Acep her kafa atışımda yüz bin beyin hücrem ölüyorsa iki ay içinde idiyot olur muyum?
Hatırlıyorum da, küçüklüğümde de böyleydim ben... Her yere çarpıp dururdum; kol, bacak, Allah ne verdiyse... Hatta bir defasında yazlıkta bisiklet sürerken çok ekstrem bir yokuştan frenlere dokunmadan inmiştim ve (macera düşkünü değilim, düpedüz safım ben :))) ve bisikletten inmeden/düşmeden bacağımı kaldırıma sürtüp derisini yolmak suretiyle yok etmiştim. Aylarca krem banyosu yapmıştım, 'izi kalmasın' diye.
Bir de mucize kremimiz 'Bepanthene' vardı, ben bu kadar kazaya yatkın olduğumdan evde her daim birkaç kutu bulunur, morluklara, şişiklere, çürüklere topçuklar halinde sürülürdü. Şimdi de var ama yıllar popülaritesini aldı götürdü.
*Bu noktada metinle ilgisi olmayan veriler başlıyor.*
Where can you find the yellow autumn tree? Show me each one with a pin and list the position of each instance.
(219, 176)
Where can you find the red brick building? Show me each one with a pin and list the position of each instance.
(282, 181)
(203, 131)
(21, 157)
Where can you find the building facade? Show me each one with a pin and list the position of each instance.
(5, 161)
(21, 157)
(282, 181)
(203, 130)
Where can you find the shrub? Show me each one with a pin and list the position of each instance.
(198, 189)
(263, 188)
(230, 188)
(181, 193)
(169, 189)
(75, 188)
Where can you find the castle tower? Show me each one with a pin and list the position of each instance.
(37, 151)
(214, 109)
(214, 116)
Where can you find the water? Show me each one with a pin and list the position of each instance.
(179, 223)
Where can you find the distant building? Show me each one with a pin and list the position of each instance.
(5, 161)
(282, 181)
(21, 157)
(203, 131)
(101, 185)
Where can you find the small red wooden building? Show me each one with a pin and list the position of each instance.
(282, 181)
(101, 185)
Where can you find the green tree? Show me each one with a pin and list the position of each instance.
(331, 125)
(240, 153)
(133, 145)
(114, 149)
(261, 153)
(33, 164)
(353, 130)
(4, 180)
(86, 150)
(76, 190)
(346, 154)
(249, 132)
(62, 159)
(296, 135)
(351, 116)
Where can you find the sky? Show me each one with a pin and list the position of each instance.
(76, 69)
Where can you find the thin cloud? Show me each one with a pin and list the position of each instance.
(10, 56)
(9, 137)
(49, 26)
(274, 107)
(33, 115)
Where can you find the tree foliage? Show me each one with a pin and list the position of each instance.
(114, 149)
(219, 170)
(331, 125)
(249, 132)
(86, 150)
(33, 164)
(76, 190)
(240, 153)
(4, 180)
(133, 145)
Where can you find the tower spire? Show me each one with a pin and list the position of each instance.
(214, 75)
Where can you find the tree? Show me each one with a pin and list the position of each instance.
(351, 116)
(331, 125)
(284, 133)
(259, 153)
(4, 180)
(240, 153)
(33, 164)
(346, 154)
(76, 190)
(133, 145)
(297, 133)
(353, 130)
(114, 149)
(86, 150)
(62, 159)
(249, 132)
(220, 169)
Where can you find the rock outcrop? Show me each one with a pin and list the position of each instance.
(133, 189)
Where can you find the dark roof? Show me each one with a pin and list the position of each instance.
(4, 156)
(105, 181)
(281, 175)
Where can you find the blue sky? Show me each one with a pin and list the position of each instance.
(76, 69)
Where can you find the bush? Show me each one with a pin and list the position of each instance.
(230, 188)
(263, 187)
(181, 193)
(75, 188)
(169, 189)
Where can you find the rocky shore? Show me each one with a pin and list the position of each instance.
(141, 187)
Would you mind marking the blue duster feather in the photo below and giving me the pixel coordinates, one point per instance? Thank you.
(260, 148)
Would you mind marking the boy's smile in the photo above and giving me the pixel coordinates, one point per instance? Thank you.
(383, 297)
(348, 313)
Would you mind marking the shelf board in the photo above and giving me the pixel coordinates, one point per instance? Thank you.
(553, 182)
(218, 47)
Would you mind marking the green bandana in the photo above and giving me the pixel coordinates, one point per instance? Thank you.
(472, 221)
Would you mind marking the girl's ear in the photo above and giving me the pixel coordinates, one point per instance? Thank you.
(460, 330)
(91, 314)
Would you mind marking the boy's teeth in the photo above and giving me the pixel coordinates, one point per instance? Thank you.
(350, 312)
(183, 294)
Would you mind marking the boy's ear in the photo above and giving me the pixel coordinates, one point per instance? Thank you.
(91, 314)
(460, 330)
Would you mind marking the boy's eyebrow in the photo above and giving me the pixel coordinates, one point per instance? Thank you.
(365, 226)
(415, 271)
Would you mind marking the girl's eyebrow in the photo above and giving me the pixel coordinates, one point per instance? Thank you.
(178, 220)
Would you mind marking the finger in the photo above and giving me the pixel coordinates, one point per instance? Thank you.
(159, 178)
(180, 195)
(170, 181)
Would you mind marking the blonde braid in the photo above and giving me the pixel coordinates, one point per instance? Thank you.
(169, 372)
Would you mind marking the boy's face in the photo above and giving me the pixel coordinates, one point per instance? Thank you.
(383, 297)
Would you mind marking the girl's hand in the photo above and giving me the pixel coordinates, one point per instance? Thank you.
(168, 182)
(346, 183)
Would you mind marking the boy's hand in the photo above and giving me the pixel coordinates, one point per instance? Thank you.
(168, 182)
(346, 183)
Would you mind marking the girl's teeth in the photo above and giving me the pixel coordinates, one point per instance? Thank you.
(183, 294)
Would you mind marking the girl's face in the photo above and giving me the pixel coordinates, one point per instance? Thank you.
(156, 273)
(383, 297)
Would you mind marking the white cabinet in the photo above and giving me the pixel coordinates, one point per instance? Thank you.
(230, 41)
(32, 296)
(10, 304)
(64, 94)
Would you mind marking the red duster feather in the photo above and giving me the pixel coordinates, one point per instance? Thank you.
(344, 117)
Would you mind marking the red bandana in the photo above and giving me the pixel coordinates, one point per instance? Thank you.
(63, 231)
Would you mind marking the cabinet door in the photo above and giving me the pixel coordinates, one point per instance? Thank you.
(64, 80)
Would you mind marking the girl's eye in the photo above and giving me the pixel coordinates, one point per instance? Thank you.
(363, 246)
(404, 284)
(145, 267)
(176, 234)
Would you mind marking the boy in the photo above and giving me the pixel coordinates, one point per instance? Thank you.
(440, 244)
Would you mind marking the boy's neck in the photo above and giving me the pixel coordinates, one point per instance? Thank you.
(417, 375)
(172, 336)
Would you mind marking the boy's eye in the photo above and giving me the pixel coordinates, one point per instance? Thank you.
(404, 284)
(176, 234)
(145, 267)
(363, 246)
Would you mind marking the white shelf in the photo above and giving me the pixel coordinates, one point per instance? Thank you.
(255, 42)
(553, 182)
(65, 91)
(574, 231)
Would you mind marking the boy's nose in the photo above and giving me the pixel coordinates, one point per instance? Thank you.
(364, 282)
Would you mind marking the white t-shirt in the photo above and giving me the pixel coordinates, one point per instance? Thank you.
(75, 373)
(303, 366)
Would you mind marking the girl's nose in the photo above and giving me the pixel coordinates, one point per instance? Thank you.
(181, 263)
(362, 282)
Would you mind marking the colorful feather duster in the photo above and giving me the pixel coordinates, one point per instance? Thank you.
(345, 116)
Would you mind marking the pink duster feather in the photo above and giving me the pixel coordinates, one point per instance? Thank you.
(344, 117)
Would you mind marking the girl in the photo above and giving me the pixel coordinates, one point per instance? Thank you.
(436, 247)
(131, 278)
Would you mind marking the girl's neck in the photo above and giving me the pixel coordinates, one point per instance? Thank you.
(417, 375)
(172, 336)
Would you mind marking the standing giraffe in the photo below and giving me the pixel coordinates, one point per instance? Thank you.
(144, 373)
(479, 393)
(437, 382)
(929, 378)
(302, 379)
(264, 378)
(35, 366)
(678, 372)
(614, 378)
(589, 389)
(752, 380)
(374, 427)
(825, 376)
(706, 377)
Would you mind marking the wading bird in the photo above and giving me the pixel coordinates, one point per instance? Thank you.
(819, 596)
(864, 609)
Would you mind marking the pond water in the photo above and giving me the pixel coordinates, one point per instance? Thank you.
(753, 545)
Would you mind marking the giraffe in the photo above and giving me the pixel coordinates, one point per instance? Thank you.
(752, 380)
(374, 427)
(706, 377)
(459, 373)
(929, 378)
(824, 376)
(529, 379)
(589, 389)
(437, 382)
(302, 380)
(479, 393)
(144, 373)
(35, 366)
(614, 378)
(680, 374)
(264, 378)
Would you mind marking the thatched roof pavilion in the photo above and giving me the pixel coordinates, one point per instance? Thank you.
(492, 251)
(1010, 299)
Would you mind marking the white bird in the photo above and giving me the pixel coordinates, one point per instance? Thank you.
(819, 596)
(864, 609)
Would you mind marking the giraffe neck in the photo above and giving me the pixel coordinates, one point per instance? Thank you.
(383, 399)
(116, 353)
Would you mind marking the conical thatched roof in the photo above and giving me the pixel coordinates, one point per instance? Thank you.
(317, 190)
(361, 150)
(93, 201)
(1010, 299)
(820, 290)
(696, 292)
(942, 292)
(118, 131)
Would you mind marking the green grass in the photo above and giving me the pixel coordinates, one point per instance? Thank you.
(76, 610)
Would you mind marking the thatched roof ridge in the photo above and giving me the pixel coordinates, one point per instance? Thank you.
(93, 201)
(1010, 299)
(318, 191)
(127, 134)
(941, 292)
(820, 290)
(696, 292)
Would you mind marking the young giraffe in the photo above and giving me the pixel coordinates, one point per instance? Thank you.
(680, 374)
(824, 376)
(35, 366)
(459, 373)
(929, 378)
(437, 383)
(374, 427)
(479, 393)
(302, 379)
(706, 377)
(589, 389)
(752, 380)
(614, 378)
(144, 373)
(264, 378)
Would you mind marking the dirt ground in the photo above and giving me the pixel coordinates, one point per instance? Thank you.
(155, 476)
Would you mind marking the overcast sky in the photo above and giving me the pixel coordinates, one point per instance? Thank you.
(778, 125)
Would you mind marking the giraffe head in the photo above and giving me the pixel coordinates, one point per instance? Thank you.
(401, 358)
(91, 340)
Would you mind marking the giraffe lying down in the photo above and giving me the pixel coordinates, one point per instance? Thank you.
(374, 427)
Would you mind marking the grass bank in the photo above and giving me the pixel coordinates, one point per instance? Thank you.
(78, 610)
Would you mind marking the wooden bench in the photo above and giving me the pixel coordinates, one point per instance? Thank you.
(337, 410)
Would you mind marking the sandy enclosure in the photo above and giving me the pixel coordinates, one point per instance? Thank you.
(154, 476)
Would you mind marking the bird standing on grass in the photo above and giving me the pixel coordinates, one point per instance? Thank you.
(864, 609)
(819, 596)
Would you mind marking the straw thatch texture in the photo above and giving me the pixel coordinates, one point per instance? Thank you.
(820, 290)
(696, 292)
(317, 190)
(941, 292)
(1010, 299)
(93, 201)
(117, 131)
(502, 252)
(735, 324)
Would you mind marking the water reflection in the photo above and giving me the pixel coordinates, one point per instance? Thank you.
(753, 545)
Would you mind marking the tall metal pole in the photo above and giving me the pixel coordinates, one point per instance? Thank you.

Biraz daha büyüyüp basketbola başladığımda haftaiçi bileğimde sargı beziyle topallayarak dolanırdım ortalıkta badi badi. Haftasonu sargı bir yere, bilek ağrısı bir yere fırlatılır, turp gibi kursa gidilirdi iki gün. Her pazart akşamı anneanneme ve anneme zedelenen muhtelif yerlerimi ovdururdum.
Bu kadar yetenekli olmama rağmen şimdiye kadar bir yerimi kırmadım, eklem kapsülümü patlattım (ki kayda değer bir başarı :))) veya ciddi yumuşak doku zedelenmeleriyle incinmeler yaşadım.
Hâlâ da yeteneğimin hakkını vermekteyim, Buse'ye yaptığı eşşek şakasının KDV'sini verirken ayağımı sıraya geçirdiğim için bileğimde pinpon topu şeklinde bir morluk var mesela...
Ailede alay konusu olmak, yürürken herkesi etrafından kaçırtmak gibi artıları da yok değil hani bu yeteneğin... Bir de, herkes hakkını vermiyor bu kadar: 1,5 metrelik potadan düşüp belini inciteniniz yoktur bence :))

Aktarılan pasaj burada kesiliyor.